The grant, amounting to a total of $716,600 equivalent to over P40 million, was signed by WB country director Joachim von Amsberg and Finance Secretary Juanita Amatong early this week.
The grant was funded from the WBís Asian Financial Crisis Response Fund of the ASEM (Asia-Europe Meeting) Trust Fund, intended to increase the capacity of the OMB in its anti-corruption activities.
Tagged as the 11th most corrupt nation in a field of 146 countries, the Philippines has been struggling to contain graft and corruption in government but lack of funding support from the national budget has seriously hampered its efforts.
The WB said its grant would finance selected technical assistance and capacity-building activities such as training and skills development of field investigation and case preparation for the prosecution of corruption cases.
The grant was also intended to provide technical assistance for the design and development of an electronic case monitoring and tracking system for use by the over-burdened OMB.
The most significant portion of the grant fund, however, would go to the establishment of a database that would facilitate the analysis of statements of assets and liabilities and net worth (SALN) of public officials and employees.
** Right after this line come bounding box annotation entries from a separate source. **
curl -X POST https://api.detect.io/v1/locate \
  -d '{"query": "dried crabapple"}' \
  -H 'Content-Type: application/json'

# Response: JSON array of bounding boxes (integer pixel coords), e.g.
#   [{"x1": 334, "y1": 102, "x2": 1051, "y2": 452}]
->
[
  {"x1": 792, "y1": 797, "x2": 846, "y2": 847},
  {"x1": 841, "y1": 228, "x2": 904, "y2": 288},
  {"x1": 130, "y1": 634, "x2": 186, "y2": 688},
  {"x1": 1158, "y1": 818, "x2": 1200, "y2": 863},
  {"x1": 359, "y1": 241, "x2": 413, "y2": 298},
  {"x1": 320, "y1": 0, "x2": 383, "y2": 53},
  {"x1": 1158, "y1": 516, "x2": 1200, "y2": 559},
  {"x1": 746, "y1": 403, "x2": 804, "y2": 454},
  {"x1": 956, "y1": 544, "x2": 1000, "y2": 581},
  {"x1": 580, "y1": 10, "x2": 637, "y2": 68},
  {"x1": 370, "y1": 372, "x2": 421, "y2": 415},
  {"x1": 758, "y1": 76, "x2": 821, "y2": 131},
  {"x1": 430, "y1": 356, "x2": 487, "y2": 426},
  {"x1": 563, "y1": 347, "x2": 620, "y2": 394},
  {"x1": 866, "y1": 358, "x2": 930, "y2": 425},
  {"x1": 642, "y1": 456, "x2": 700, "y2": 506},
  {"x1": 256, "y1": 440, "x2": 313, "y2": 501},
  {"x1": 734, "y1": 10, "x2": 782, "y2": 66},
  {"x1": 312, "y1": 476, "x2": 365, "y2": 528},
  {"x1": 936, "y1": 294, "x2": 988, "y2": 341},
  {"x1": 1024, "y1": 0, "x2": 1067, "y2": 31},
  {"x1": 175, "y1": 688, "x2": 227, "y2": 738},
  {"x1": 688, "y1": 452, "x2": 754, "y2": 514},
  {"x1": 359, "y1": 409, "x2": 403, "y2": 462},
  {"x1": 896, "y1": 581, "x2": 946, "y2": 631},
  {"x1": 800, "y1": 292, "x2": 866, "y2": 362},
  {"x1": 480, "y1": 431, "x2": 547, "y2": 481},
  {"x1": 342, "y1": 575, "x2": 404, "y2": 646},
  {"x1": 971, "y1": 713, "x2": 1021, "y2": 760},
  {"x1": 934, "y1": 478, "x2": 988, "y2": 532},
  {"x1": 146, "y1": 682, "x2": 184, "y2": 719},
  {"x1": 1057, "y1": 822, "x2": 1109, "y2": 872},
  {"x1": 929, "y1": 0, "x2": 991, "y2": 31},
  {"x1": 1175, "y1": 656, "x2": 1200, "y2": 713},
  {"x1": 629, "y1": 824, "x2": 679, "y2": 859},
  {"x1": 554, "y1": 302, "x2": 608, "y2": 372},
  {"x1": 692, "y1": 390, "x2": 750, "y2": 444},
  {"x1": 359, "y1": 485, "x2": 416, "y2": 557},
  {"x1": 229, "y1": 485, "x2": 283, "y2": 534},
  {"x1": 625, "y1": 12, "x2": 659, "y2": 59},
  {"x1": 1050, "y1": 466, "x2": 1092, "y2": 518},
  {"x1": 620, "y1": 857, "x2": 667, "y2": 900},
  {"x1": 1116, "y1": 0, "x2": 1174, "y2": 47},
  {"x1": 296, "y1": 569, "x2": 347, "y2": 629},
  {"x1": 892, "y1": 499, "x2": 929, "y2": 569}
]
"The grant will help address issues including the fact that the IMB only has 57 full-time litigators, almost half of whom are newly-hired young lawyers," the WB said.
These 57 litigators handle more than 2000 cases and the WB said the job was made even more difficult by the absence of a proper monitoring and tracking system on all cases it handles.
"By strengthening the capacity of the Ombudsmanís office, this grant eventually helps public institutions to be more accountable," said von Amsberg.
"It will help these institutions deliver quality services and better services trigger more trust in public institutions."
The ASEM Trust Fund was first put up by the European Commission and 11 other countries to help countries recover from the 1997 financial crisis.
The WB said the fund had been actively supporting grants to improve transparency and accountability in the Philippines through funding for the activities of the Government Policy and Procurement Board as well as the Procurement Watch Inc.